Sometimes a movie needn't make perfect sense. Vitality and a sense of urgent cinematic life also can create works of significance. I say this by way of introducing a review of Synonyms, a movie from Israeli director Nadav Lapid.
At heart, the movie is about one man's conflicted sense of identity. Lapid approaches this subject by following Yoav (Tom Mercier), a former Israeli soldier who arrives in Paris determined to denounce his Israeli origins and become a full-fledged Frenchman.
On the day of his arrival, Yoav finds a spacious, empty Paris apartment, goes to sleep in a cocoon-like garment and awakens to take a morning shower. While in the shower, his belongings -- most importantly his clothes -- are stolen. Naked and cold, he's reborn into his new life.

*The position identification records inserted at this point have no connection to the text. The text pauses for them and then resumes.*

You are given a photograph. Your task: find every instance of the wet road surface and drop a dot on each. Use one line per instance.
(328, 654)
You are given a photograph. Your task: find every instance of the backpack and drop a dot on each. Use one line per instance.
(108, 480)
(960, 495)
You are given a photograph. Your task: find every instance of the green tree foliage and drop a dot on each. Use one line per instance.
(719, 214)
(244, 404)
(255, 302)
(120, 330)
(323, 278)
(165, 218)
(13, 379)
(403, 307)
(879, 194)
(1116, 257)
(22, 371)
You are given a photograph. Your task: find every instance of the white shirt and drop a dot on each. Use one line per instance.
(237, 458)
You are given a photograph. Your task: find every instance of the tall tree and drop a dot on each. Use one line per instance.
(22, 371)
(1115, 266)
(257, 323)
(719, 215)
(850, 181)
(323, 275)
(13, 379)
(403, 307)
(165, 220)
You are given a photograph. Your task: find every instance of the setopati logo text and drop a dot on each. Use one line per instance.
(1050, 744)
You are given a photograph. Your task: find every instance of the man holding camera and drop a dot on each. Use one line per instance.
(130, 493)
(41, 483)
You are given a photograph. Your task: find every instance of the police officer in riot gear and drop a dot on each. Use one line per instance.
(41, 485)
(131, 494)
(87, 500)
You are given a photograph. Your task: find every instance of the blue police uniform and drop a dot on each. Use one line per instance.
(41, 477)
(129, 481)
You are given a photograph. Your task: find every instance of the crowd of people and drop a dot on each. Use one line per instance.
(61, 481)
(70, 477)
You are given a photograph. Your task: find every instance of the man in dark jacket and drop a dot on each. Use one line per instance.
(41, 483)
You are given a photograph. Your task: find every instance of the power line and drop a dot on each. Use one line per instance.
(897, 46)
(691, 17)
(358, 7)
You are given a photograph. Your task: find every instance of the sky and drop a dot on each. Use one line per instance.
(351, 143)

Early on, Lapid garnishes Yoav's flight from his identity with odd comic flourishes. We're kept off-guard. Are we supposed to take any of this seriously? Is everything we're seeing meant to be taken metaphorically?
Mercier's tense, withholding, and muscular performance heightens the sense of mystery. Mercier makes one thing clear: Getting to know Yoav won't e easy. That doesn't make Synonyms more accessible, but it creates a sense of mystery as we wait for Lapid to supply the narrative beats that will pull everything into sharper focus.
Lapid does and doesn't supply those beats. Mostly, he keeps us in a state of unease, but his filmmaking can be so vital that we're reluctant to cash in our chips and move on.
Early on, the naked, freezing Yoav is taken in by two people who share an apartment in the building where Yoav first staked his claim. Emile (Quentin Dolmaire) is a writer and Caroline (Louise Chevillotte) plays the oboe. They're a couple of sorts, two people sharing an apartment while sustaining a relationship they've only vaguely defined.
They supply Yoav with clothing, notably a stylish, orange coat that he rarely removes as he travels about Paris.
For reasons that are never made entirely clear, Yoav becomes involved with Israelis who are resolved to fight neo-fascists in France. One of them (Uria Hayik) insists on creating bizarre confrontations with otherwise indifferent strangers. He pushes his Israeli/Jewish identity into startled faces, turning his public persona into an act of aggression. I'm an Israeli. I'm a Jew. Now do something about it. He loudly hums Hatikvah, the Israeli national anthem, as he confronts baffled riders in a crowded subway car.
I took this as a way for Lapid to assert another part of the Israeli identity, the part that refuses to wait for anti-Semitism to emerge before confronting it, the part that's been conditioned against any form of passivity in the face of potential victimization.
Lapid doesn't neglect the fact that Yoav becomes an object for the French to observe, sometimes in bizarre comic fashion. At one point, a French artist pays him to pose for homoerotic porn. And it's clear early on that Chevillotte's Caroline has carnal interests in Yoav's sculpted body.
The movie's title derives from Yoav's habit of walking through the streets of Paris reciting strings of related or synonymous words as part of his effort to improve his French. Yoav's transformation involves an obdurate refusal to speak Hebrew, even to other Israelis. Only French, he insists.
Yoav's life is spartan. He moves into another vacant apartment where he cooks the one meal he eats daily, inexpensive pasta topped with an inexpensive sauce.
How Yoav knows of these apartments never is made clear, although it's reasonable to assume that he has had previous contact with a network of Parisian-based Israelis.
You won't be surprised to know that Yoav's efforts to recreate himself are doomed. But in this wild and eruptive movie, contradictions aren't resolved; they're splayed across the screen in a vibrant, provocative fashion. Their absurdities taunt us.